Ernesto Rossi nasce a Caserta il 25 agosto 1897, quarto di sette figli. Trasferitosi a Firenze con la famiglia, compie qui gli studi classici e decide di arruolarsi, superando un’iniziale incertezza, come volontario durante la Prima Guerra Mondiale. Il servizio prestato al fronte come fante e come ufficiale sarà essenziale per la formazione di Rossi, insieme alle numerose perdite negli affetti che subisce, per arrivare a riconoscere quelle che definirà le “filofesserie patriottiche”. Congedato, si laurea presso l’Università di Siena in giurisprudenza e avvia una collaborazione politica con i fratelli Rosselli e Salvemini, passando presto ad operare nella clandestinità. Fuggito in Francia, torna in Italia di seguito ad un’amnistia nel 1925, avendo vinto un concorso per l’insegnamento: sceglie come sede Bergamo così da poter meglio proseguire l’attività antifascista. Qui conosce sua moglie Ada e continua gli studi, ora in economia, frequentando l’Università Bocconi dove incontra Luigi Einaudi.

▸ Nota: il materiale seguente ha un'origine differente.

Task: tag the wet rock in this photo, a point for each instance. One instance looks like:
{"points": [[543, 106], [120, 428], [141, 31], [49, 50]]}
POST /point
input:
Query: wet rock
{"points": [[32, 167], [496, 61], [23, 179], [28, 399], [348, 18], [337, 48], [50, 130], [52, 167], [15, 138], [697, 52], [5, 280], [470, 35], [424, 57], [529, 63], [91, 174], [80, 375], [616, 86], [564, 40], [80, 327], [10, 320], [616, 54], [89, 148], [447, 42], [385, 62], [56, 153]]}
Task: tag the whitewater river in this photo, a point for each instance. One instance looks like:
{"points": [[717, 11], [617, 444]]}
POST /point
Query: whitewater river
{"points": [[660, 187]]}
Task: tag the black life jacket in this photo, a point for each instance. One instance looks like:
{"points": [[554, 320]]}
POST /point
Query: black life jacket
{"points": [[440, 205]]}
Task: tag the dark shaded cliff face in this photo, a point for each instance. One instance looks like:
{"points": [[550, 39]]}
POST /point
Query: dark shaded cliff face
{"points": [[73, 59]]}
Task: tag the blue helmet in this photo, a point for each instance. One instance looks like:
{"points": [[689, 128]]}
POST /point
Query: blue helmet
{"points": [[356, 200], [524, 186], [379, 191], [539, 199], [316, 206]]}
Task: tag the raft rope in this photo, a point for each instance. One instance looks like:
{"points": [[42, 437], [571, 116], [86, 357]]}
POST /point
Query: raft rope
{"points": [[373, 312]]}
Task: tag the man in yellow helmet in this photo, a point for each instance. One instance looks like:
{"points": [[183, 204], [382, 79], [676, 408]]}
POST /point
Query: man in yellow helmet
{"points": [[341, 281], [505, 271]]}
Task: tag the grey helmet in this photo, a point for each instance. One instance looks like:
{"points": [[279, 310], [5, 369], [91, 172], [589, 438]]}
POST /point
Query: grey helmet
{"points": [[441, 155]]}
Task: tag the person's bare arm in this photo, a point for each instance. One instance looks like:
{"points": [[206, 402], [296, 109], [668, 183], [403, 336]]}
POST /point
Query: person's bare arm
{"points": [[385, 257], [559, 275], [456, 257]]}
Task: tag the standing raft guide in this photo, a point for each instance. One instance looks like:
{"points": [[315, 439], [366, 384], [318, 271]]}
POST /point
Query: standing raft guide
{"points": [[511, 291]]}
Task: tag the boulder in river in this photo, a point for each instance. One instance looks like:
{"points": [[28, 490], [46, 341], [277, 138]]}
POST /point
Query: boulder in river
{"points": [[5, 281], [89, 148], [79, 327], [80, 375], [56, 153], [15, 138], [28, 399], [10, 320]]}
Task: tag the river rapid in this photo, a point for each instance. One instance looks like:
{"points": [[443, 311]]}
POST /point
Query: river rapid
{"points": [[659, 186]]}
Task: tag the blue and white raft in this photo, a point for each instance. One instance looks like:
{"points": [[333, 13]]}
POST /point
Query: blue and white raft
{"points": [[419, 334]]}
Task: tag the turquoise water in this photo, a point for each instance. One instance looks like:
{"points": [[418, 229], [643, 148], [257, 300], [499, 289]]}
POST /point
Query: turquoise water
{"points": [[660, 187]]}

Nel 1929 partecipa alla fondazione di Giustizia e Libertà e intensifica la sua attività contro il regime. Arrestato insieme ad altri compagni di GL, a causa del tradimento dell’avvocato Carlo Del Re, viene condannato a vent’anni di carcere. Trasferito sull’isola di Ventotene nel novembre del ’39, qui conosce Colorni e Spinelli, partecipando alla stesura del manifesto “Per un’Europa libera e unita. Progetto d’un manifesto”. Rispettato nell’ambiente antifascista per non essersi mai coraggiosamente piegato al regime e al carcere, oltre che per aver tentato ripetutamente la fuga, dopo l’8 settembre, è tra i fondatori del MFE a Milano e del Partito d’Azione a Firenze. Trasferitosi con la moglie in Svizzera per diffondere gli ideali federalisti nella Resistenza Europea, torna in Italia solo nell’aprile del 1945. Da quest’anno al ’56 ricopre l’importante incarico, su nomina di Parri (e confermato da De Gasperi), dell’Azienda per il Rilievo e l’alienazione dei residuati bellici (ARAR) e continua contemporaneamente il suo impegno nel MFE. Dopo il fallimento della CED, si concentra sulla politica nazionale e nel 1955 partecipa alla fondazione del Partito Radicale. Collabora in questi anni con numerose riviste, tra cui “il Mondo” diretta da Pannunzio, “L’Astrolabio” con Ferruccio Parri e “Il Ponte” diretto da Calamandrei. Come ha ricordato il Presidente Mattarella nel febbraio 2017, in occasione del quarantesimo anniversario dalla scomparsa: «Ernesto Rossi è stato un intellettuale vivace, polemista indomito, e la sua critica spesso si è mossa controcorrente. Da giornalista ha animato e diretto pubblicazioni che hanno segnato il dibattito politico e la crescita civile del Paese, contribuendo anche alla formazione di una nuova generazione di giornalisti».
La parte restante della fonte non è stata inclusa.